Pressure continues to build on the federal government to remove the carbon tax on grain drying.
The issue has been building on Parliament Hill and haunts federal Agriculture Minister Marie-Claude Bibeau as she visits farm events across the country.
“I definitely recognize that 2019 has been a very, very difficult year because of the weather, but also because of trade disruption and now train disruptions as well,” said Bibeau to reporters after addressing CropConnect in Winnipeg.
In her address, she mentioned the grain drying issue, but made no promises or commitments about carbon tax relief.
“I still have some work to do to see how we can proceed,” said Bibeau.
While she examines the issue and speaks with cabinet colleagues about farmers’ complaints, she will continue to be hounded by organizations like Grain Growers of Canada, which replied to her Feb. 12 appearance with a reiteration of its demand for a “full exemption for fuel used on Canadian farms from the carbon tax.”
That was a point GGC executive director Erin Gowriluk made just down the hall from Bibeau, who was touring CropConnect, in comments to Manitoba Corn Growers.

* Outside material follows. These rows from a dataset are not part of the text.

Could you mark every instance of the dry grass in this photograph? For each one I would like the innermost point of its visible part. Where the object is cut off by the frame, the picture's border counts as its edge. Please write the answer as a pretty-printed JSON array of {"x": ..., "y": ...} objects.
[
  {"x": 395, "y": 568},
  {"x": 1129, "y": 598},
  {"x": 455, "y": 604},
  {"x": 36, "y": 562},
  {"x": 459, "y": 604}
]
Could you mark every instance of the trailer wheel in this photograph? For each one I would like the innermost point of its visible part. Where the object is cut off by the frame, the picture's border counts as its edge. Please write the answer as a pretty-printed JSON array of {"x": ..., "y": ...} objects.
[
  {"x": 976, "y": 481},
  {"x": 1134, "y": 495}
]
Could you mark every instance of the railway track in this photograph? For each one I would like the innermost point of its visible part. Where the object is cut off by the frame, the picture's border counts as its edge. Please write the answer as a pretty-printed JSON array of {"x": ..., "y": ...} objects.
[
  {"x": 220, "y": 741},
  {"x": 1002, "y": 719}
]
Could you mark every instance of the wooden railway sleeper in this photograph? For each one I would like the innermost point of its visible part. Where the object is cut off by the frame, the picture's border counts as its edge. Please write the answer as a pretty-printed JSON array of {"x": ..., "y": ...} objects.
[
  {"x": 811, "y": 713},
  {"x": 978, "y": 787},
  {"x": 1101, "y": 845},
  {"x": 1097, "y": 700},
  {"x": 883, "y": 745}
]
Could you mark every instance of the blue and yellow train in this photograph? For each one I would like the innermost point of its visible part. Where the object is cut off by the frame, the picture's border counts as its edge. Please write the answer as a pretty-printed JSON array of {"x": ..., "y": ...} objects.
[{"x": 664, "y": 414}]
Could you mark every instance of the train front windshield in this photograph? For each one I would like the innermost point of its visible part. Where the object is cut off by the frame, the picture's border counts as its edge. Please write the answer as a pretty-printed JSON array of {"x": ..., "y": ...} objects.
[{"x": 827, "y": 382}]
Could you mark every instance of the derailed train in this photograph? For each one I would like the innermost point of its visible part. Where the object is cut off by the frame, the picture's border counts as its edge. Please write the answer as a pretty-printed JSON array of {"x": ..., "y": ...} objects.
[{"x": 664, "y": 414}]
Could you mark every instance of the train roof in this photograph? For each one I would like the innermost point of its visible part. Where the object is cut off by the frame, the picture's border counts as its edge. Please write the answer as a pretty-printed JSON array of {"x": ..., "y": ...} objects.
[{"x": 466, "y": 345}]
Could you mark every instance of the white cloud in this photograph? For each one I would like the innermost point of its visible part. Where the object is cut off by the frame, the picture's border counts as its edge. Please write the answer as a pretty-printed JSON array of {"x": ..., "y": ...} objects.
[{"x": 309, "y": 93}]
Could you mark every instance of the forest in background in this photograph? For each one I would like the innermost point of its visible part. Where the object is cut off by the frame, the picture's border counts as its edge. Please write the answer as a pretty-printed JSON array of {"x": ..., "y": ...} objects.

“Until you have an alternative, like a solar-powered grain dryer, I think it’s important that policymakers recognize that you don’t have an alternative to natural gas and propane,” said Gowriluk.
“Adding a carbon tax to an activity like grain drying is not something that is going to encourage any change in behaviour.”
Across Canada this winter, farmers have complained about the seeming unfairness of being hit with carbon taxes on drying grain that had to be brought in damp because of appalling harvesting conditions.
Many farm organizations have pushed the federal government to offer relief, but it has made no promises yet. Bibeau has been studying the issue, and has asked for farmer data about what the costs of grain drying are this winter. She has received much data over the winter and said she is considering it.
However, in an interview with The Western Producer, she was careful to note that farm groups are asking for all farm fuel use to be exempted.
And she said she wanted to ensure that government measures are well-designed to have a productive impact.
“We have to be careful in the way that we want to support the farmers so that it’s sustainable,” she said.
“I have to find the right balance.”
Gowriluk said GGC has been using the current situation of farmers’ damp grain and drying costs to draw attention to the impact of the carbon tax on farming.
“We have been able to leverage this opportunity to say, ‘look, there are some really significant challenges that Canadian farmers (are facing due to the carbon tax and low margins),’ ’’ said Gowriluk.
So far all the English Canadian political parties outside government have supported finding relief for farmers.
The Green party has supported a rebate of 2019 grain drying costs.
The Conservative party wants all farm fuel exempted.
The NDP has also sounded sympathetic to finding a way to take cost pressures off farmers facing tight margins and increasingly volatile weather.
“We’re seeing increasing momentum,” said Gowriluk.
“The one group we have yet to hear from, the one party that we have yet to hear from, is the Liberals,” he said.